The inquiryHub (iHub) Biology curriculum is a year-long Biology course anchored in phenomena and aligned to the Next Generation Science Standards.
Guided by the Next Generation Science Standards (NGSS), inquiryHub High School Biology embeds community science into curriculum. Using research-based approaches to teaching science in a deeply digital environment, students contribute resources, observations, data, and analyses to solve larger scientific problems.
inquiryHub Biology is designed to go beyond traditional science content. By focusing on phenomena relevant to students' lives and communities, the course provides opportunities to authentically engage with science and engineering practices. The combination of community science, technology, and a focus on science and engineering practices has been shown to help students feel more like scientists, including the belief that their ability to do science can make a difference in their world (Bang & Medin, 2010; Calabrese Barton & Tan, 2010; Roth & Lee, 2003; Shutt, Vye, & Bransford, 2011; Tzou & Bell, 2010).
A team of researchers from the University of Colorado Boulder and Northwestern University working with teachers from Denver Public Schools district designed three units, which address all of the performance expectations in the NGSS for high school biology. Scientists are part of the team and have reviewed all content for accuracy. Achieve, Inc., which reviews science units, has reviewed the first unit in the curriculum and rated it as High Quality NGSS Design.
Three units are organized around coherent storylines, in which students ask and investigate questions related to an anchoring phenomenon or design challenge.
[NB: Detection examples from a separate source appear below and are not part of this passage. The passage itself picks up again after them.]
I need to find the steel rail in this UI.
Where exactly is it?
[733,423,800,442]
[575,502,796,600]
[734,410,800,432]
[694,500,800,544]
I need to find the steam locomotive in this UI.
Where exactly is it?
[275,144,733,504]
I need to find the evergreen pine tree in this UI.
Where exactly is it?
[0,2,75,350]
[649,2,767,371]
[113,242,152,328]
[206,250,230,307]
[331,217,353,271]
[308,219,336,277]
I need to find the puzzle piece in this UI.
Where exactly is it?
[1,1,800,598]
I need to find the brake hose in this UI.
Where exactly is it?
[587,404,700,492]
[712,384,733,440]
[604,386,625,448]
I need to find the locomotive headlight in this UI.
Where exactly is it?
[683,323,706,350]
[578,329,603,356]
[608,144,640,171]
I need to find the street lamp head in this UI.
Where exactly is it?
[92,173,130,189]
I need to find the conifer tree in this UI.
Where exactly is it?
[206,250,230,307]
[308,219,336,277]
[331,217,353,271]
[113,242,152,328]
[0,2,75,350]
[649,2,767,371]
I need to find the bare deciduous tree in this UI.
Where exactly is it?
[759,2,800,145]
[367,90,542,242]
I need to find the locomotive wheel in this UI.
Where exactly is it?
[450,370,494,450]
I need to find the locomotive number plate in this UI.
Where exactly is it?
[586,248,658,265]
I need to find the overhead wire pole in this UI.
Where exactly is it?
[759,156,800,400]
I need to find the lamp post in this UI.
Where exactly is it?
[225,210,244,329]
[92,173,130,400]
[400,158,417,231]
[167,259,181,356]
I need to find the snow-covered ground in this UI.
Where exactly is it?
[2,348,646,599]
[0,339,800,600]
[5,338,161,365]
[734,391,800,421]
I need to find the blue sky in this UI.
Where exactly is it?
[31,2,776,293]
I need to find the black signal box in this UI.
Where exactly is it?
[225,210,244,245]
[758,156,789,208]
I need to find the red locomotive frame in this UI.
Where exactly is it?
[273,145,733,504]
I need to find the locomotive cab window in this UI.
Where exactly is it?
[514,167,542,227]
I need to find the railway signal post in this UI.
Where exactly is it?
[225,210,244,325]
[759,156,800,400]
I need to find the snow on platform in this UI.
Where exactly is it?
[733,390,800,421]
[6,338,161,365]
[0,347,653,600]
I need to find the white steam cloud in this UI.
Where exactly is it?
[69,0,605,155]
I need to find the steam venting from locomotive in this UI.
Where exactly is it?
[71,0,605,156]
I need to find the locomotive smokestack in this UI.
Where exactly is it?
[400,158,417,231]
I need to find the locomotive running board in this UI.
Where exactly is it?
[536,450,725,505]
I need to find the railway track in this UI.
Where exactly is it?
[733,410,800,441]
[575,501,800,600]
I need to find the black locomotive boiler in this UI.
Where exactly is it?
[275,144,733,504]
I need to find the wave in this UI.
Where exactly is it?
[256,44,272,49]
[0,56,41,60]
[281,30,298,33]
Students use science and engineering practices to figure out Disciplinary Core Ideas (DCI) and crosscutting concepts needed to make sense of and explain the phenomena or solve the problem presented in the challenge.
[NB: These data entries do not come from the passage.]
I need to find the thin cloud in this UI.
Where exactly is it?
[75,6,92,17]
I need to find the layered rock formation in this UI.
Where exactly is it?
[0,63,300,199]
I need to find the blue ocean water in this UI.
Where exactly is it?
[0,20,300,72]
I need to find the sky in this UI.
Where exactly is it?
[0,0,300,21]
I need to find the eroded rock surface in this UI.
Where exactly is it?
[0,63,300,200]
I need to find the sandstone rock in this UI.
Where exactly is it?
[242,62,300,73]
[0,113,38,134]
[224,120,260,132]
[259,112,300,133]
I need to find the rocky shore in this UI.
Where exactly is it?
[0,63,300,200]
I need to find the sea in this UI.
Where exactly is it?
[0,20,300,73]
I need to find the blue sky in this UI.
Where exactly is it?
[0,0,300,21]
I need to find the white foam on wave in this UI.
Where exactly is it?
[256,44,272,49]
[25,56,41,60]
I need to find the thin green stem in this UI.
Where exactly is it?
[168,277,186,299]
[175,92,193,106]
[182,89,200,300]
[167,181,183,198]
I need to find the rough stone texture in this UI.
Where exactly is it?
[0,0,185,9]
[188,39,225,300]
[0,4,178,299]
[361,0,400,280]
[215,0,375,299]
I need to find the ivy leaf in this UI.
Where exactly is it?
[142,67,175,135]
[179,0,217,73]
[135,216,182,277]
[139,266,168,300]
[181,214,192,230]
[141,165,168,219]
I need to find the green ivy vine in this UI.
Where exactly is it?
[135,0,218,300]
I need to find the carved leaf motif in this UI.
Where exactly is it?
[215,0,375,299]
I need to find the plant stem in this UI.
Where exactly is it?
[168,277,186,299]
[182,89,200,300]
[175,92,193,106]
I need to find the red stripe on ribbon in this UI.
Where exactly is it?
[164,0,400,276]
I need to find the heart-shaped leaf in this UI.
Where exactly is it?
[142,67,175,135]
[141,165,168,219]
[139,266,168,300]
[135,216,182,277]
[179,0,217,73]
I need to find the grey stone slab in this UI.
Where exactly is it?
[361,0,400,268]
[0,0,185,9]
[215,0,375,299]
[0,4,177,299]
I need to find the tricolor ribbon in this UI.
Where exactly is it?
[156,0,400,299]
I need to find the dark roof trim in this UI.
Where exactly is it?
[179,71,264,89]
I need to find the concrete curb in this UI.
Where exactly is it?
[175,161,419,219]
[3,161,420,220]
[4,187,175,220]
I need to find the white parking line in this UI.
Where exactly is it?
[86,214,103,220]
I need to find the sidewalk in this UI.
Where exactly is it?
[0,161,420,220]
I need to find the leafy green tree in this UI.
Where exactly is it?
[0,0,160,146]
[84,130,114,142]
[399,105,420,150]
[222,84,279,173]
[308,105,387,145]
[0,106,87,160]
The phenomena that students work together to explain in biology are antibiotic resistance and a bird population that evolved to become bold (Evolution), Duchenne Muscular dystrophy and gene editing (Genetics), how trees can mitigate climate change and population changes among large animals on the Serengeti (Ecosystems). Each has been chosen with input from Denver students as to what would be interesting and engaging to students like them.
Science and Engineering Practices
Students engage with all eight science and engineering practices, becoming more proficient in learning when and how to use the practices. Lessons engage students in practices where they investigate, make sense of phenomena and problems, construct and critique models, and develop explanations and arguments. The units are designed to support students in becoming more sophisticated in their use of practices over the school year. Design challenges help students integrate knowledge across units; over time, students are expected to take more and more responsibility in problem solving within them. At the end of the genetics unit, students organize a World Cafe where they design questions for and facilitate a dialogue with peers, parents, and community members about the ethics of genetic engineering.
There are multiple assessments embedded in the materials that can be used for formative and summative purposes. These include exit tickets with multiple-choice questions that assess both student experience and understanding, student models of phenomena, and 3D transfer tasks in which students apply what they have learned to a new phenomenon. The modeling tasks are accompanied by SLO rubrics that can be used to build a portfolio of evidence of student progress.